Auch der US-amerikanische Politikwissenschaftler Francis Fukuyama sieht die Macht der großen Internetkonzerne Twitter, Google und Facebook als Bedrohung für die Pressefreiheit. „Der Großteil unserer Kommunikation basiert mittlerweile auf zumindest einer dieser Plattformen“, so Fukuyama in der Pressekonferenz. „Es gibt Länder, dort ist Facebook der einzige Weg, über den Menschen gerade noch miteinander reden.“ Doch die Geschäftsmodelle der Plattformen befeuerten die Verbreitung von Fake News und Verschwörungstheorien.
Festnahmen von Medienschaffenden
Ganz unabhängig von der Pandemie beobachtete Reporter ohne Grenzen neue problematische Entwicklungen der Pressefreiheit – auch in Europa. In Ungarn (Rang 92) schaltete die Regierung „zwei unabhängige wichtige Medien defacto aus“. Im Zusammenhang mit der Berichterstattung über Migration seien mehrere Reporter:innen in Griechenland (Rang 70) festgenommen worden. In Belarus (Rang 158) kam es im Laufe des Jahres 2020 zu vorübergehenden Festnahmen von mehr als 400 Medienschaffenden, die über Massenproteste nach der umstrittenen Präsidentenwahl berichtet hatten.
Die belarussische Oppositionsführerin Swjatlana Zichanouskaja, die mittlerweile in Litauen im Exil lebt, äußerte sich auf der Pressekonferenz von Reporter ohne Grenzen zu den Zuständen für Journalist:innen in ihrem Land. „Sie werden geschlagen, ihr Equipment wird zerstört, sie werden massiv verfolgt und ihnen wird der Zugang zu Informationen verweigert.“ Auch ihr Ehemann, der Blogger Sjarhej Zichanouski, sitzt mittlerweile seit 11 Monaten im Gefängnis. „Sein ‚Fehler‘ war, dass er den Mut fand, die Wahrheit zu zeigen.“
Schlusslicht Eritrea, Spitzenreiter Norwegen
Die meisten Journalist:innen sind laut Reporter ohne Grenzen aktuell in China inhaftiert. Das Land stellt damit eines der Schlusslichter auf der Liste der 180 Länder dar. Dahinter liegen noch Turkmenistan, Nordkorea und Eritrea.
Doch es gibt auch in einigen Regionen Grund zum Aufatmen: In einigen Subsahara-Ländern wie Burundi oder Mali verbesserte sich die Situation für Medienschaffende und in den nordeuropäischen Ländern Norwegen, Finnland und Schweden (Rang 1 bis 3) konnte sich ein hoher Grad an Pressefreiheit auch in der Pandemiezeit weiter durchsetzen.
Reporter ohne Grenzen veröffentlicht jährlich eine Rangliste der Pressefreiheit mit einer interaktiven Weltkarte.

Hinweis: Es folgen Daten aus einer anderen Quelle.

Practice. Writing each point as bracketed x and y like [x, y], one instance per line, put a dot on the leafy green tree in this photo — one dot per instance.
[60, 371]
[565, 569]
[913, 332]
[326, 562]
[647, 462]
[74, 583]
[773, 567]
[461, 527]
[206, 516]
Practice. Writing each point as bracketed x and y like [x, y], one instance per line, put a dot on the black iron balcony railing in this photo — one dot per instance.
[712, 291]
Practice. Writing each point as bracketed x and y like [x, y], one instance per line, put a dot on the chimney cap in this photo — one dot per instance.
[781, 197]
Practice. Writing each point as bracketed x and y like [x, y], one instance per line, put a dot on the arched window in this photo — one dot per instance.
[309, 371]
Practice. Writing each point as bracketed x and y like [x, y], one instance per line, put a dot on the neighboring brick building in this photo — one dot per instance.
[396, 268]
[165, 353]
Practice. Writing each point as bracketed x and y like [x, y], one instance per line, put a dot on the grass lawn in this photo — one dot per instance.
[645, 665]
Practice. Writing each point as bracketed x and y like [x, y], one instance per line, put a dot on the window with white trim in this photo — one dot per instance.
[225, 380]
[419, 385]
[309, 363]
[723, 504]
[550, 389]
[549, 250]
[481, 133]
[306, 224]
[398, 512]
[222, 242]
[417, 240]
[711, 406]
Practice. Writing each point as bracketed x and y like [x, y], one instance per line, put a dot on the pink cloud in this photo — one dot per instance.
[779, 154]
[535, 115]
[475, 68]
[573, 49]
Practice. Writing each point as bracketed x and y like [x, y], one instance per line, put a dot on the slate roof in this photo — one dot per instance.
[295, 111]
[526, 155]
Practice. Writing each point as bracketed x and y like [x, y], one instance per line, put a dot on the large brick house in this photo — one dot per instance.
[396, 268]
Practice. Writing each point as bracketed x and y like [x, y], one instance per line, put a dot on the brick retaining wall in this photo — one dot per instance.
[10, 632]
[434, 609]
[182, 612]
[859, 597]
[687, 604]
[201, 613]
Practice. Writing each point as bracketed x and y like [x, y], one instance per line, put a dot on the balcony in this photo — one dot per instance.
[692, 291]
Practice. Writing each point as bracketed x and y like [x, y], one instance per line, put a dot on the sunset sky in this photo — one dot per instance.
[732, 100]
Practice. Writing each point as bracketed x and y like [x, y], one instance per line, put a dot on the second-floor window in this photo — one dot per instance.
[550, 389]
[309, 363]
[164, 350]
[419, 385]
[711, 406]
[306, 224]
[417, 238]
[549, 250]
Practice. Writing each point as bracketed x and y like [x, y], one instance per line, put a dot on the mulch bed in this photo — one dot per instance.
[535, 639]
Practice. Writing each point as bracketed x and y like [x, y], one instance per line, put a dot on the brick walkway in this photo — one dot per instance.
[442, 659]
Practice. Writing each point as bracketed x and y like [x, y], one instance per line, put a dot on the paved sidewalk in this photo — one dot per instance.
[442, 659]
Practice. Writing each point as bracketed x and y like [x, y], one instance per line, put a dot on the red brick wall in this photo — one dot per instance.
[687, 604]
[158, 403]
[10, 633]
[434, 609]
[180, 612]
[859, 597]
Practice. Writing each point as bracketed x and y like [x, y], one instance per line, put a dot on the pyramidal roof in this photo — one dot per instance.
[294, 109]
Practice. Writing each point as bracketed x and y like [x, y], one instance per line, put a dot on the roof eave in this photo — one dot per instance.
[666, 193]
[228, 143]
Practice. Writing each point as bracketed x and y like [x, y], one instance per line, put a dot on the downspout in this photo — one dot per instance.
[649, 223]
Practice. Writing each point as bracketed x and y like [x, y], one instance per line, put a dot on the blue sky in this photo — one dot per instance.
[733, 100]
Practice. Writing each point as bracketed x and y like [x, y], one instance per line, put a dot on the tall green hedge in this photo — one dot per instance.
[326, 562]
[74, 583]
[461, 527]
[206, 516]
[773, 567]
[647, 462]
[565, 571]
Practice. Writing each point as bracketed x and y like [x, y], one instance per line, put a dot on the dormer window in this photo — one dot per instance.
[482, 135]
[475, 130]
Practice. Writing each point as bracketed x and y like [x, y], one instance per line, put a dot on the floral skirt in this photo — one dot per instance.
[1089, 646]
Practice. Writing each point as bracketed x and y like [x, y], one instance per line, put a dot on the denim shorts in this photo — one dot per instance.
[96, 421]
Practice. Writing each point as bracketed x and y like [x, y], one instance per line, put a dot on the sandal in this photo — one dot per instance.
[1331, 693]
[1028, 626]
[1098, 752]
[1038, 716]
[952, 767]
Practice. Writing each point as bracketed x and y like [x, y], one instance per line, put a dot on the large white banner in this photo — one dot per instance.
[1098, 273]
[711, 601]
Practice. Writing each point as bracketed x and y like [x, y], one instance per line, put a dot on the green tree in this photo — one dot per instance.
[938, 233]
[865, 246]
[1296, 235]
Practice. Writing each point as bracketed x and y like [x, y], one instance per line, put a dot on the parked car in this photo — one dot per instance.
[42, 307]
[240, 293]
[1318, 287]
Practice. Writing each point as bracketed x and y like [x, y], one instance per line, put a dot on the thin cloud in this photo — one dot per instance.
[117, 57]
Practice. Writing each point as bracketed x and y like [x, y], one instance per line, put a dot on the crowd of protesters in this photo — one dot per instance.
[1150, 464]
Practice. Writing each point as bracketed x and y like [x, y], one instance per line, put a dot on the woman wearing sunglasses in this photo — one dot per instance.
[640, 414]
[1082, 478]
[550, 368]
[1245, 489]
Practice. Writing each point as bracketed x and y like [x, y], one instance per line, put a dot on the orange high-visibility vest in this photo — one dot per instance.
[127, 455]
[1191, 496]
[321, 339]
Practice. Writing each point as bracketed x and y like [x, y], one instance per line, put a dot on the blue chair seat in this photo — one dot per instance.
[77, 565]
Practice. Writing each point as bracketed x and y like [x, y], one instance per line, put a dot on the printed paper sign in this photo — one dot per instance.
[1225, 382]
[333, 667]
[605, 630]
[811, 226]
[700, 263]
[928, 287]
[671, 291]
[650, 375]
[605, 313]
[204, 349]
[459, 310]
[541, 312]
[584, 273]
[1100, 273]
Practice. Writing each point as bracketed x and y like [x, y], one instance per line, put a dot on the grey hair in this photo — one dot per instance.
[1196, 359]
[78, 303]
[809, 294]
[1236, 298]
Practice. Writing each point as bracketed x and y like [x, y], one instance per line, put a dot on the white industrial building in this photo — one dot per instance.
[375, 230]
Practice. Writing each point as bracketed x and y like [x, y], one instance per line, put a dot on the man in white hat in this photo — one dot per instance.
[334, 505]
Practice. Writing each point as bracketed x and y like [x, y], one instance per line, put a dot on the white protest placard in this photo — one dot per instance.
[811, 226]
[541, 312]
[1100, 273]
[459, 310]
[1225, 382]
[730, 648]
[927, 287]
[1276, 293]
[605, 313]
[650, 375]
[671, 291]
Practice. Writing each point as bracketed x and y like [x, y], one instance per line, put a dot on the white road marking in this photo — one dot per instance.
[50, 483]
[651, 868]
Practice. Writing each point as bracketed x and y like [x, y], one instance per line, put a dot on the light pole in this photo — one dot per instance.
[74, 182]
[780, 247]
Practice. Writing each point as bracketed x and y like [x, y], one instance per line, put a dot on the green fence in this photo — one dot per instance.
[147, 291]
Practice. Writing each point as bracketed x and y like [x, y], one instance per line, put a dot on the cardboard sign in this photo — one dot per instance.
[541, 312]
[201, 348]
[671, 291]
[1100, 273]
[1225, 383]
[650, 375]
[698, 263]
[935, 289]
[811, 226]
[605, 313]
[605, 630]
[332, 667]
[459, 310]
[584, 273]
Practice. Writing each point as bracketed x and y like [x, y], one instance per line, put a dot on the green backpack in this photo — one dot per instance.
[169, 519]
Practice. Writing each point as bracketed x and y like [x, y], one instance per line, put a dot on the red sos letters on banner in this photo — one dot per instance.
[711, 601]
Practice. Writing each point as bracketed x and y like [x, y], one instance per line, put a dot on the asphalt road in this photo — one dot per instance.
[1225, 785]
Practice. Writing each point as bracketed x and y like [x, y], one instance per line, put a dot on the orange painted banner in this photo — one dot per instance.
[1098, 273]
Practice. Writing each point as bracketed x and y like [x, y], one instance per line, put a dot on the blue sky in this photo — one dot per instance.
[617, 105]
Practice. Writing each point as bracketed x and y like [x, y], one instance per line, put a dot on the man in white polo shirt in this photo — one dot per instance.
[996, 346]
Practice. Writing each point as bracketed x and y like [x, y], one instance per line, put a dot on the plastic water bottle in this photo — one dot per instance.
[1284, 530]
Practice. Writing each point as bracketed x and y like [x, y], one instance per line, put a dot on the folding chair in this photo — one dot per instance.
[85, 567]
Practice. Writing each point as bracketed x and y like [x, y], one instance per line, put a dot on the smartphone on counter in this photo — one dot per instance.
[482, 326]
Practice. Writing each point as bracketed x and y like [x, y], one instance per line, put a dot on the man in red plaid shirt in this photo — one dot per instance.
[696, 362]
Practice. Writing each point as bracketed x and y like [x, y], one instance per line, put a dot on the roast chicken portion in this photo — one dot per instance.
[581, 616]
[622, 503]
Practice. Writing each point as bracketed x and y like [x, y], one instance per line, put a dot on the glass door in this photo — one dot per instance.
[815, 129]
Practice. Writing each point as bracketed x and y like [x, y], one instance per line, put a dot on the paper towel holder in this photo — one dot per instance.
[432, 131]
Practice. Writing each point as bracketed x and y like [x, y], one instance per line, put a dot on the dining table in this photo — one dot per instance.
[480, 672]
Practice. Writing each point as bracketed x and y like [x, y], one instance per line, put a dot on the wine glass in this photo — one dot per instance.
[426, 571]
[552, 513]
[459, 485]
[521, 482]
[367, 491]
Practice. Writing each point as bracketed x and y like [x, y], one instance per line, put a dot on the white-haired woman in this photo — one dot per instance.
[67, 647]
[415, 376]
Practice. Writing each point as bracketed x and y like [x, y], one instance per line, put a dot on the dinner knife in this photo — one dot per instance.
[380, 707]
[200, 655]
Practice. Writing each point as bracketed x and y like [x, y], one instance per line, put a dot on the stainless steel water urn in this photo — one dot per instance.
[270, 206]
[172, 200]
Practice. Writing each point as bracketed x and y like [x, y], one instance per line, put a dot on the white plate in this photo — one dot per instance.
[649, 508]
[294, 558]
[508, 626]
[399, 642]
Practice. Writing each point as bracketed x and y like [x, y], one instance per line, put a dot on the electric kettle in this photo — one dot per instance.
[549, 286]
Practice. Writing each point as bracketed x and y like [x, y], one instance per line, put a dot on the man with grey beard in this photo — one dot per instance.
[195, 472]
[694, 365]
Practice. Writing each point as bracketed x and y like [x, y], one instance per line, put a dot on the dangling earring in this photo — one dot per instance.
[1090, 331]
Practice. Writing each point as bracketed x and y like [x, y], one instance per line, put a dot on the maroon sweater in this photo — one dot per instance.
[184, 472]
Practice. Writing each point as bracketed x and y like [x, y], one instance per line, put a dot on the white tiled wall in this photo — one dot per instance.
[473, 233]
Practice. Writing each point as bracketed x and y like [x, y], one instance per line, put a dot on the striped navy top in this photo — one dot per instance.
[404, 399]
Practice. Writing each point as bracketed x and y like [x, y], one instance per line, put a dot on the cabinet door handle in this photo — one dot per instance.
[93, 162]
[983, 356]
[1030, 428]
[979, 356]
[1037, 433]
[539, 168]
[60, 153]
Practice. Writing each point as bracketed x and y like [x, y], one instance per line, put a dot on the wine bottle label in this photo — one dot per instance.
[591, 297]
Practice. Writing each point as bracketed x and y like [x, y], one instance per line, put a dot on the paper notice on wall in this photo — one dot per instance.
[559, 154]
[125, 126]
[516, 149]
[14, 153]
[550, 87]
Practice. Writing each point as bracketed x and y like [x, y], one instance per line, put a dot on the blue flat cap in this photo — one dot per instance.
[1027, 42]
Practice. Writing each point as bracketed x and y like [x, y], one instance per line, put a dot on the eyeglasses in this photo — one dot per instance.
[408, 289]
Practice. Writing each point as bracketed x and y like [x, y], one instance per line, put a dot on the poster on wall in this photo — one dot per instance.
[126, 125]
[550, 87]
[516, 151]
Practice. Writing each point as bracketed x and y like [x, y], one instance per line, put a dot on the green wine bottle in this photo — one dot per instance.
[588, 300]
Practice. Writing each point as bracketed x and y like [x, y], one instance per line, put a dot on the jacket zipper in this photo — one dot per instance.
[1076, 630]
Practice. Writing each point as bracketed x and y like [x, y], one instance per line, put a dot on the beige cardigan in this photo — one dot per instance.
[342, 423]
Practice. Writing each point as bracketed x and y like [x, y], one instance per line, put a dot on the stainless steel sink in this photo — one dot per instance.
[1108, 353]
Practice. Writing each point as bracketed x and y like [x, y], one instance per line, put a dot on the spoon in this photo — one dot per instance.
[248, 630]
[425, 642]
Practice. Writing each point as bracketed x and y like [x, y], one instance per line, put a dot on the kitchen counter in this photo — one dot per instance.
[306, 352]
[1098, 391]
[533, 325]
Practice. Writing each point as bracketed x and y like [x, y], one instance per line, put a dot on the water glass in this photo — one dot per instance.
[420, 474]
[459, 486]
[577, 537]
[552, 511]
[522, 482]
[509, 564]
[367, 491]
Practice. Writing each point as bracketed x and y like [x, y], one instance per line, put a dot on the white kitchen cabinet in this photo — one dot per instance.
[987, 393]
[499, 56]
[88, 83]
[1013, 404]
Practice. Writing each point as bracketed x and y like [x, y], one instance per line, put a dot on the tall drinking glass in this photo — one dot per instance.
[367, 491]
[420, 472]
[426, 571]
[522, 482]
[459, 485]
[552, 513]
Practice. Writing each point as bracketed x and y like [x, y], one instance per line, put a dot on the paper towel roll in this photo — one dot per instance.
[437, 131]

Zugrunde liegt eine Befragung von hunderten Journalist:innen, Wissenschaftler:innen und Jurist:innen über die Situation der Pressefreiheit sowie eine eigene Erfassung von Übergriffen und Gewalttaten gegen Journalist:innen durch die Organisation. Daraus wird eine gewichtete Punktzahl errechnet. Die Befragung für die aktuelle Rangliste der Pressefreiheit fand zwischen Dezember 2020 und Ende Januar 2021 statt – die Ergebnisse beziehen sich somit auf das Kalenderjahr 2020. Spätere Ereignisse wie der Militärputsch in Myanmar wurden nicht berücksichtigt.